As described above, in this embodiment, the linearly polarized laser beam is irradiated with the incident end surface 1 of the core 12 of the glass fiber 11.
Since the incident laser beam is formed so as to form a Brewster angle with respect to 2a and the incident laser beam is formed to be substantially parallel to the axis O ₁₁ of the glass fiber 11, reflection is performed by a simple method. It is possible to realize a laser beam injection method with low loss and efficient transmission.

In this embodiment, the laser beam is condensed by using the condenser lens. However, the present invention is not limited to this, and the concave mirror is condensed so that the optical axis of the concave mirror is at Brewster's angle. Good.

[0039]

In summary, according to the present invention, linearly polarized light is used for the laser beam incident on the glass fiber, and the laser beam is incident at a Brewster angle with respect to the incident end face of the glass fiber and the incident end face thereof is also incident.
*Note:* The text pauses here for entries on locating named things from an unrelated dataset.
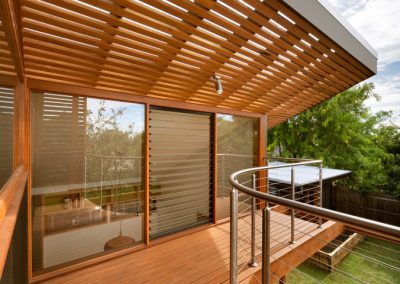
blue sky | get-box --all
[326,0,400,125]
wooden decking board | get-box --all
[42,212,334,284]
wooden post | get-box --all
[211,113,217,224]
[144,104,150,245]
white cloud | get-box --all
[330,0,400,70]
[328,0,400,125]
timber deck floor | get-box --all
[42,211,328,284]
Since the incident laser beam is formed so that the incident laser beam is substantially parallel to the axis of the glass fiber, it is possible to realize a laser beam incident method with less reflection loss.
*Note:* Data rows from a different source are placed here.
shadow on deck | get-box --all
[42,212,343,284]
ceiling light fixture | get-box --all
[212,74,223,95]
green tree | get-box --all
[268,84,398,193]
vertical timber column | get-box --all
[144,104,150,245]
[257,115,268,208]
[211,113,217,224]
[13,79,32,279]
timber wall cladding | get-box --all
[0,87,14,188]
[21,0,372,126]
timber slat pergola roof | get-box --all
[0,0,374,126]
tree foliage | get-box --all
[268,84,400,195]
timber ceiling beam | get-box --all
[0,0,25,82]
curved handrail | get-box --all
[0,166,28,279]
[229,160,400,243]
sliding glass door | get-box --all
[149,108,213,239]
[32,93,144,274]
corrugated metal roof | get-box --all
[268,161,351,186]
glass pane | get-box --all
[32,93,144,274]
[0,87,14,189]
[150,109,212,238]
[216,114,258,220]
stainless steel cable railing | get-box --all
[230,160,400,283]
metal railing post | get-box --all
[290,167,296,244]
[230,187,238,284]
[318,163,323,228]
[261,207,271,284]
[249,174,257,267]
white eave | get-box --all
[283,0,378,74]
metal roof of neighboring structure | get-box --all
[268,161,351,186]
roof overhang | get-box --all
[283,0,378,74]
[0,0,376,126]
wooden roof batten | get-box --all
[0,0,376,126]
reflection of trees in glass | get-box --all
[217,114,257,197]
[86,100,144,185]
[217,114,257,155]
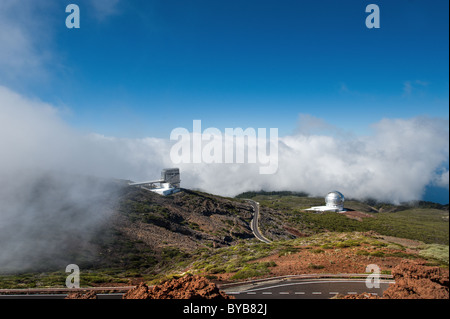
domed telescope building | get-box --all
[306,191,345,213]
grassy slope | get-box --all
[0,192,449,288]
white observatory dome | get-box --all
[325,191,345,210]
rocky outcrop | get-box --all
[123,275,231,299]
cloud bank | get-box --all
[0,87,449,203]
[0,86,449,272]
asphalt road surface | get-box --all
[222,278,394,299]
[247,199,270,244]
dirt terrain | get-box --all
[123,275,231,299]
[115,188,253,251]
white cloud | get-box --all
[0,87,449,202]
[0,86,449,269]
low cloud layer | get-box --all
[0,86,449,272]
[0,87,449,202]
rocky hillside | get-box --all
[114,188,253,251]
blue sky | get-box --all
[0,0,449,137]
[0,0,449,202]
[Brief description of drawings]

FIG. 1 is a configuration diagram for carrying out a laser beam injection method according to the present invention.

FIG. 2 is a diagram showing a relationship between an incident angle of a laser beam on a transmitting member and reflection loss.

FIG. 3 is a schematic diagram of a laser resonator that emits a P-polarized laser beam.

FIG. 4 is a diagram showing a relationship among a refractive index, a Brewster angle θ _B , a cutting angle θ _a , and an emission angle θ _t .

FIG. 5 is a conceptual diagram of a method of transmitting a laser beam using a glass fiber.

[Explanation of symbols]

 10 condensing lens 11 glass fiber 12 core 13 clad

 ─────────────────────────────────────────────────── ─── Continuation of the front page (72) Fumio Matsuzaka, No. 1 Shin-Nakahara-cho, Isogo-ku, Yokohama-shi, Kanagawa Ishi, Kawashima-Harima Heavy Industries Co., Ltd. Technical Research Institute (72) Masato Hirayama Shin-Nakahara-cho, Isogo-ku, Yokohama, Kanagawa No. 1 Ishi Kawashima Harima Heavy Industries Ltd. Technical Research Institute

Claims (1)

[Claims] 1. A laser beam injection method for converging a laser beam and transmitting the laser beam by injecting the laser beam into a glass fiber, wherein a linearly polarized laser beam is used as the laser beam entering the glass fiber. The laser beam is incident on the fiber at the Brewster angle to the incident end face, and the incident end face is formed so that the incident laser beam is substantially parallel to the axis of the glass fiber. Method.